I called upon my other side to help this soft, wounded side. I called to my inner caretaker. “What should I do?” I asked. “I want to shore up, get certain that everything will be ok, I want reassurances.”

And then I heard a response.

“You don’t need to decide anything.”

“No one will push you to decide anything. You are strong. No one will loosen your control over your life. Only life can do that.”

“You can always say “no”. You can always continue believing what you believe.”

That comforted me enough, and I went to sleep, and I slept pretty well (for me).

In the face of grief – a totally overwhelming, catastrophic ending, humans are powerless. We try. We are geniuses at tech and streaming videos but we all have moments of total loss. We are always watching out for fear because it is a primal instinct. We need to know how to be afraid so that we can survive.

Living during a global pandemic, it is definitely good enough to just survive. I applaud that. I hope for that.

But living indoors, I hear over and over how people want more than just to survive. People are afraid. They want control now. They want to decide now. This fear leads them to want to fix broken relationships now, to get into a new relationship now. To fix their family dynamic now. But your grief is calling you to another mission: tolerating the ability to have no choices – like, zero choices (stay inside!), and still feel totally empowered in one choice: “I can try to decide how I feel.”

In “Man’s Search for Meaning”, Viktor Frankl writes of this type of survival, “Everything can be taken from a man but one thing: the last of the human freedoms—to choose one’s attitude in any given set of circumstances, to choose one’s own way.”

You still have power.Here’s my reminder to you: in the face of grief, sometimes that’s all you need to know.

We’re all in this . We share this ghastly and human emotion.

You can’t fight it, you can allow it to lead you to a purpose.

What you want matters.

Even if you can’t have it right now.

You always retain control.

Even if its just over yourself and your thoughts.

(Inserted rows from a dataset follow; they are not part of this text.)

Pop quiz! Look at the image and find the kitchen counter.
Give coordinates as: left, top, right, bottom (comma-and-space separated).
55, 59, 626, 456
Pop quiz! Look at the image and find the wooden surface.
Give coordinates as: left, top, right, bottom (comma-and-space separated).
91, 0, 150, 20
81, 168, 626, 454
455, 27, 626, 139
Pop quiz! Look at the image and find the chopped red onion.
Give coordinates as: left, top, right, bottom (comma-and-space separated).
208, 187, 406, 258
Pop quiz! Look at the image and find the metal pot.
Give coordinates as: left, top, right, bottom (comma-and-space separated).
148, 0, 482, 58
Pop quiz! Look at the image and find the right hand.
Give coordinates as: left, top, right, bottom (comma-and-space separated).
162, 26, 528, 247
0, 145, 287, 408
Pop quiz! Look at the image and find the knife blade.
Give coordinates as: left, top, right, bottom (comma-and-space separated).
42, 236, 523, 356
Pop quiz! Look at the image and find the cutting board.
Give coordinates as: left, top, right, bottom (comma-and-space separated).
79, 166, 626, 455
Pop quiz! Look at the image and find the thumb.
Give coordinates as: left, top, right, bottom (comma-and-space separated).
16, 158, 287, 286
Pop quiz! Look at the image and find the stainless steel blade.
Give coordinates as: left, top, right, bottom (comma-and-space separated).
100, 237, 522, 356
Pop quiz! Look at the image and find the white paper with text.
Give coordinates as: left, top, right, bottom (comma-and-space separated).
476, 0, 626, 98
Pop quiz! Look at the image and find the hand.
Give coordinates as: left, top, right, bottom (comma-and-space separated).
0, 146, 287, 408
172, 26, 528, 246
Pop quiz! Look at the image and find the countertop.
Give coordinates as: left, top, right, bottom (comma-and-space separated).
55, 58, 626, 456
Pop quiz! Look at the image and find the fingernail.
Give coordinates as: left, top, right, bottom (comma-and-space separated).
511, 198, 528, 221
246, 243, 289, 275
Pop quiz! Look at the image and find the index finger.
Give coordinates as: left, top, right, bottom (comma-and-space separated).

So when those scary thoughts come back to me – which they do all the time. I remind myself that I’ve been able to sleep before. “What if something happens and I’m the only one who can fix it and no one is listening to me?” That’s a huge one for me. So, I remind myself, again, “Yea, that’s ok. I can let it go for now. No one is forcing me to be someone I’m not. I can still be fearful. The future could be dark, it could also be bright. But for tonight I can decide that these thoughts should go to sleep, so that I can as well.”

And I almost always feels better in the morning light.

What action can you take now?

Apply this reminder to your life right now. This is your new life, so how do you want to live it? What are you trying to control that you can let go for now?